By Kanishka Singh
WASHINGTON (Reuters) - A North Carolina man who faced criminal charges after claiming he had a bomb in his truck parked near the U.S. Capitol in 2021 pleaded guilty on Friday, the Justice Department said in a statement.
Floyd Ray Roseberry, 52, of Grover, North Carolina, pleaded guilty to one charge of threats to use explosives during a standoff with police that lasted four hours near the Library of Congress, the Justice Department said on Friday. Roseberry had earlier pleaded not guilty.
Roseberry faces a statutory maximum sentence of 10 years in prison. Judge Rudolph Contreras of the U.S. District Court for the District of Columbia, who accepted the plea, scheduled a sentencing for June 15, the Justice Department added.
During the incident in August 2021, Roseberry parked his vehicle on a sidewalk outside the U.S. Library of Congress and told an officer who approached him that he had a bomb while holding what appeared to be a detonator, according to police.

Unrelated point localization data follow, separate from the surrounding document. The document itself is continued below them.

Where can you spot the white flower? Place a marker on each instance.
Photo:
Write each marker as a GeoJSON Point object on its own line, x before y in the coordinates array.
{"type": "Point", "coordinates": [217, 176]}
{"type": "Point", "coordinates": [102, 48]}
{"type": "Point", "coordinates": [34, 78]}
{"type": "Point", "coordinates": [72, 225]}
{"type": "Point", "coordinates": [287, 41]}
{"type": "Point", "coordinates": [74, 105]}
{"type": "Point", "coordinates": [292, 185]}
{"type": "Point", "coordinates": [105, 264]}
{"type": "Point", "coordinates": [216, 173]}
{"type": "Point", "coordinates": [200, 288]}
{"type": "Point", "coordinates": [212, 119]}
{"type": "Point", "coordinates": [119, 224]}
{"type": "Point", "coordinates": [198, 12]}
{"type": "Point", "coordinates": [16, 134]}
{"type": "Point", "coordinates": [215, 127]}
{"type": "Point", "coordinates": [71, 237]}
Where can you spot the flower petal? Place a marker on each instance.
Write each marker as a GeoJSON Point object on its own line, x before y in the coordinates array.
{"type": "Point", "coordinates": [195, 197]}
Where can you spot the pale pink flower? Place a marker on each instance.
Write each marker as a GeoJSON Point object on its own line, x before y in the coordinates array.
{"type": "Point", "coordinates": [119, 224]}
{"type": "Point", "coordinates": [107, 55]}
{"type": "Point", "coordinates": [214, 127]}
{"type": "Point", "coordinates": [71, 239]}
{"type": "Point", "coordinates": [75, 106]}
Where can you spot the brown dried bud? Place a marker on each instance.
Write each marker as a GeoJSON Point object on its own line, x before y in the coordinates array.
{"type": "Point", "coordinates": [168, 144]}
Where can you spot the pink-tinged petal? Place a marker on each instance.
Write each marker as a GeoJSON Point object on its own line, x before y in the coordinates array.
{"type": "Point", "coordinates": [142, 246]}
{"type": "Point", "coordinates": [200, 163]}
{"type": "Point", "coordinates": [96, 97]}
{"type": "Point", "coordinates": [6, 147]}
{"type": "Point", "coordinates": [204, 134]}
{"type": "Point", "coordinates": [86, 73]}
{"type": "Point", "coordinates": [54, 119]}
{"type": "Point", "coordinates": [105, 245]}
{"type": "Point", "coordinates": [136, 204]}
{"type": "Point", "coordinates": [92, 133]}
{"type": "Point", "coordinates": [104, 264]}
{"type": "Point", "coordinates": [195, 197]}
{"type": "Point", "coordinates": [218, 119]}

Police shut down streets and evacuated nearby buildings as they negotiated with Roseberry. The standoff paralyzed a swath of Washington for several hours.
Roseberry later surrendered to police, who said at the time that they found possible bomb-making materials, but no bomb, in the truck.
Roseberry, who had a history of mental illness, faced charges of using a weapon of mass destruction and making threats to use explosive materials.
He live-streamed his threats from his Facebook account. In the video, he said the "revolution's on."
"I'm ready to die for the cause," he added.
Prosecutors said that he also stated that he was upset about the 2020 election results and demanded that President Joe Biden resign from office. He demanded to speak to Biden about several grievances, according to prosecutors.